The Azerbaijani Consul agreed to drop the case after receiving payment for the deceased man and the cost of medical treatment of the injured.
The popular talk show 90 Minutes set aside two full episodes for discussion of the case with El-Sayyed’s family, in which anonymous callers donated money to the deceased’s family.
International media outlets criticized the Egyptian press for focusing on the “Saudi angle” of this case while dozens of people are killed each year in similar incidents
ARRESTED, 50 people before a Kifaya-organized protest against the abolition of ration cards in Downtown Cairo. Those arrested, mostly journalists and members of Kifaya, were held in state security trucks and had their mobile phones and other personal items confiscated. Their personal information was also documented. Seventy-year-old George Ishaak, former leader of Kifaya, was driven out to the desert and left to make his own way home. (EK)

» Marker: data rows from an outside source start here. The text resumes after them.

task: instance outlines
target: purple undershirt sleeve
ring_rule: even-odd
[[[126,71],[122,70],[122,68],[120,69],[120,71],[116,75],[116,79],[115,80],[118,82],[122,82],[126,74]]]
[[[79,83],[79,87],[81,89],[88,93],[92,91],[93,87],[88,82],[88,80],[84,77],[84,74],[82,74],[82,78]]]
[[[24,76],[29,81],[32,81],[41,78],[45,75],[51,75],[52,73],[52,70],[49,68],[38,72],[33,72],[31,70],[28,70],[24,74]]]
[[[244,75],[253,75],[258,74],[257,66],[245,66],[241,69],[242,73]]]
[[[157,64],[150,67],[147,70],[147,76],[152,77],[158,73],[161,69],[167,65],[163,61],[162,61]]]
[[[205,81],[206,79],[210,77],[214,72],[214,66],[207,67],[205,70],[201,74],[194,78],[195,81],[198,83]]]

DIED, four Egyptian women from bird flu, bringing the total number of dead to 19, and infections to 43. The deaths are the first flu-related fatalities recorded in Egypt in the last six months. Bird flu has claimed the lives of 210 people worldwide. (EK)
SENTENCED, two policemen and a police major to one and five years respectively for the torture of an Egyptian parking attendant. Yosri Ahmed Essa, the police major, forced the victim to wear female underwear and paraded him along a busy street in Alexandria in April 2007. His crime? Asking the police major to move his car in order to allow others to enter the parking lot. (EK)
FOUND, the remains of at least 10 Egyptians in a single grave in the Sinai Peninsula by a man digging the foundation for a new house in the town of Sheikh Zuwayyed, about 15 kilometers from Egypt’s border with the Gaza Strip. Authorities believe they were soldiers killed in one of Egypt’s wars with Israel. (EK)
ATTACKED, the Abo Fana Monastery in Malawi City in Minya, destroying eight hermitages and injuring a monk. Allegedly attacked by 20 armed Muslims, the monks have not filed a complaint, claiming that they filed an earlier complaint against the leader of the attack to no avail. Former MP Gamil Sevene, head of the Association of Coptic Youth Cooperatives, was quoted in the local press as saying that this was not a sectarian incident but a land dispute. (EK).